23 de setembro de 2015 Matheus Cosmo

 

This is a time in which kinship has become fragile,
porous, and expansive.
Judith Butler

Foi Walter Benjamin (1892-1940) quem afirmou não ser possível uma melhora na escola ou na casa paterna enquanto não se destruir o Estado que necessita dessa má escola e dessa má casa. Uma reflexão semelhante pode ser executada no que diz respeito ao parentesco, reconhecendo-o como uma esfera de normas culturais profundamente subordinada ao Estado, que se revela extremamente dependente dessa esfera para sua emergência e manutenção. Em tempos de apagamento do debate sobre gênero nas escolas e da legitimação de algo como o Estatuto da Família, que, no limite, não busca uma definição do que seria uma família, mas uma restrição de seu conteúdo em termos legais, é necessário perguntar: afinal, que formas de parentesco são inteligíveis e aceitas pelo poder?

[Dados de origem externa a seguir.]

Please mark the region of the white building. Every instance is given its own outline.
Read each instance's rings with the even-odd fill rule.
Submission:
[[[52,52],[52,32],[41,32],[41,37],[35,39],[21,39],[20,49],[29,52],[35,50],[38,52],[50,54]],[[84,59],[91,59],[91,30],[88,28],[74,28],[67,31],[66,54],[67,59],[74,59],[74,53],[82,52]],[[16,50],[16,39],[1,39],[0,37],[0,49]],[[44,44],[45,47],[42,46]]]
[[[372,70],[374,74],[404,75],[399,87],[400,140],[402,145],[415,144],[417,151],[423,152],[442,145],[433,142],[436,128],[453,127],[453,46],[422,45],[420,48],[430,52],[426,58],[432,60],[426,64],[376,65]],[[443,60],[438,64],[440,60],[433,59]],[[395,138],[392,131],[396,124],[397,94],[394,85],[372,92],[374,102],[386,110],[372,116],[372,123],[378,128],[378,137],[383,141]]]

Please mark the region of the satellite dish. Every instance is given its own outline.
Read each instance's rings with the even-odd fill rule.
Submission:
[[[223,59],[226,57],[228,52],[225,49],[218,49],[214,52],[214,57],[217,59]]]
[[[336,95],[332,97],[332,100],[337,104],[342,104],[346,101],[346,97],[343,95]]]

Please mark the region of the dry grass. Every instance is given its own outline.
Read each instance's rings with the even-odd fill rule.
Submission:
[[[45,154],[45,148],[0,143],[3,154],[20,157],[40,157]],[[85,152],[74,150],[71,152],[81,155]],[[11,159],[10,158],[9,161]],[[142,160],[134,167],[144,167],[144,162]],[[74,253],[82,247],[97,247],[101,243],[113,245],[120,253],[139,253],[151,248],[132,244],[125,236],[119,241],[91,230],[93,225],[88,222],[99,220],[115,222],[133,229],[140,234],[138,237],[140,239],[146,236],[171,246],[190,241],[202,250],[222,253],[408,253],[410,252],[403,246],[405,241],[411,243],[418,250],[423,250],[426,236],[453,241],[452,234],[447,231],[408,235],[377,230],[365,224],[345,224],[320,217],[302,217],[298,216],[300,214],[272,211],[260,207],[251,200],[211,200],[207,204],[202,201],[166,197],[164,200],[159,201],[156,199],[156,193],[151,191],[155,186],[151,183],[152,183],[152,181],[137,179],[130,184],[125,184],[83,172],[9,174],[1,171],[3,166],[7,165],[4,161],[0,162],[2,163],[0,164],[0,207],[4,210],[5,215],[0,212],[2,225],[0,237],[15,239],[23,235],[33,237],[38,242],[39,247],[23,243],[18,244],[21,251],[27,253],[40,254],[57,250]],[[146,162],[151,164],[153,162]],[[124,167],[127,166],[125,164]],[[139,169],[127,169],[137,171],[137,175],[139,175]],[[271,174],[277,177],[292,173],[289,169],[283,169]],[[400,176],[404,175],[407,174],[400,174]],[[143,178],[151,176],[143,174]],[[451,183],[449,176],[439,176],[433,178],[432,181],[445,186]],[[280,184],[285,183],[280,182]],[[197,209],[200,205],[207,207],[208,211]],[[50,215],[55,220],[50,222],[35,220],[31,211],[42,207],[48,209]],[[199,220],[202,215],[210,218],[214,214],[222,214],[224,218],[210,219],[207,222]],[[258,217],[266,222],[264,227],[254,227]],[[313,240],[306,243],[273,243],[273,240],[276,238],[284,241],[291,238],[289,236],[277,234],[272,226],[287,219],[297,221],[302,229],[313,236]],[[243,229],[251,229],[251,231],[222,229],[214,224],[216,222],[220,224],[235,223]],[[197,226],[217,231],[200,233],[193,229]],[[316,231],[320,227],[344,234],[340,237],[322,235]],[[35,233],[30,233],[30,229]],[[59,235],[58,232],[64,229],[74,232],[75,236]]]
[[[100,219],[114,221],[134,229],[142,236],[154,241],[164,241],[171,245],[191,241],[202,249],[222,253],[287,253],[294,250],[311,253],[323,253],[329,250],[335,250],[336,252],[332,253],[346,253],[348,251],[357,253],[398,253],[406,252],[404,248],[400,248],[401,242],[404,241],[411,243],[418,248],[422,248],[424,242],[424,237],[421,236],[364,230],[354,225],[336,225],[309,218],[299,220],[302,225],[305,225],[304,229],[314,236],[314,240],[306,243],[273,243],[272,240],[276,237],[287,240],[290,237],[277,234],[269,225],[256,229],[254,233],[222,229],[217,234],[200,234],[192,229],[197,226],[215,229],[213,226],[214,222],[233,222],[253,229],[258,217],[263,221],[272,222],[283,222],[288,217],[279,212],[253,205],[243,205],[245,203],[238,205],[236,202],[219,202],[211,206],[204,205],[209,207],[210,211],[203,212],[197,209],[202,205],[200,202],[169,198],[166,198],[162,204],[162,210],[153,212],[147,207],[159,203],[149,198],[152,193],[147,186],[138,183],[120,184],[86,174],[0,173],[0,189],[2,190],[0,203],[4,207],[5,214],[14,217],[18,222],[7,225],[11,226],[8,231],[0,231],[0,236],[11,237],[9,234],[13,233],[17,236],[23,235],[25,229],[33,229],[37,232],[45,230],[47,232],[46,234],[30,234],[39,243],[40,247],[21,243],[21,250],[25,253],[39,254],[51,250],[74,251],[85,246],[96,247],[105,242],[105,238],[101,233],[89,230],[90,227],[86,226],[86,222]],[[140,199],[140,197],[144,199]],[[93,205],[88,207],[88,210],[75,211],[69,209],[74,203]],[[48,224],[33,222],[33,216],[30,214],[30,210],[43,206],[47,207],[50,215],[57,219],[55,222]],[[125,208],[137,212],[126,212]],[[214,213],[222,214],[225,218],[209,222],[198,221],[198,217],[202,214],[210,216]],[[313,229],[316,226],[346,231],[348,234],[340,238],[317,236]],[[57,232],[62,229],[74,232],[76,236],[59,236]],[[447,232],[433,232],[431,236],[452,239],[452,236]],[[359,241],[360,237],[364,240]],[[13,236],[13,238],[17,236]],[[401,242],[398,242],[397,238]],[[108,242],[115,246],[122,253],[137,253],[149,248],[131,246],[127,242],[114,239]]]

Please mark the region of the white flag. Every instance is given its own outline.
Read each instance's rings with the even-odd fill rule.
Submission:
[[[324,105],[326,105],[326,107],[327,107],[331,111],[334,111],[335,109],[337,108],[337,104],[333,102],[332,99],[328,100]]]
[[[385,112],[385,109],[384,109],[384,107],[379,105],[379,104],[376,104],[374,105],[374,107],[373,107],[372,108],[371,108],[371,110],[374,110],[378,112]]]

Com maestria, a filósofa Judith Butler[1] (1956) ressalta que o uso do complexo de Édipo, por parte de alguns psicanalistas, para justificar estruturas familiares necessariamente heterossexuais, traz consigo consequências um tanto estreitas, principalmente no que diz respeito à formação de gênero (seguindo aqui as matrizes de satisfação do desejo heterossexual) e aos possíveis arranjos sexuais entre os sujeitos.

Talvez fosse necessário relembrar que a própria filiação deixada por Édipo não traz qualquer traço de estabilidade, quando pensada segundo a configuração estipulada a partir de seu mito. Antígona, por exemplo, cujo nome já aponta para uma ideia de anti-generation, apesar de emergir no lugar esperado da mãe, está longe de revelar, com clareza, a posição que representa nesse núcleo familiar. Ao reclamar sua ausência de vida, sua morte-em-vida, ela traz consigo importantes questionamentos que não devem ser evitados: quais corpos são passíveis de luto? Em quais condições uma vida é possível de ser vivida? Quem pode desejar o desejo do Estado?

Compreendendo que tanto o parentesco quanto o gênero são construções que apontam para uma prática a ser efetuada, como realizações que só podem ser compreendidas performativamente, talvez seja preciso abandonar uma certa concepção normativa da cultura, fomentada pelo complexo do antigo rei de Tebas. Trata-se de perceber que cada conceito emergente responde a determinados problemas, de modo que, uma vez que se alteram os apuros, as próprias condições históricas exigem a constituição de novos conceitos. É necessário, portanto, seguir o caminho deixado pelas próprias teorizações, descobrindo os novos problemas que as colocam numa zona de turbulência – como indagar-se sobre as relações de parentesco em tempos de dissolução de um determinado modelo de instituição familiar, em meio a novas configurações familiares que despontam no cenário mundial.

De fato, talvez seja necessário o fracasso do Simbólico para que possam emergir novas formas de vida. Mas, até aí, sempre foi mais ou menos claro que era o Real o eixo de boa parte das transformações possíveis. Ou ainda, nas palavras de Moysés Pinto Neto: “A revolução que virá não será a tomada do governo, mas sua morte diante da indiferença dos corpos libertos”.

 
Nota:

[1] Butler, Judith. O parentesco é sempre tido como heterossexual? Cadernos Pagu, Campinas, n. 21, p. 219-260, 2003.

 
Imagem: Esfinge | Grécia | Séc. V ou IV a.C. | escultura em terracota

Matheus Cosmo é estudante do último ano do curso de Letras da Universidade de São Paulo (USP), pesquisador das práticas do teatro contemporâneo e aprendiz do curso de extensão cultural Subjetividade e Contemporaneidade: uma Leitura Psicanalítica da Cultura, em 2015, na SP Escola de Teatro, São Paulo.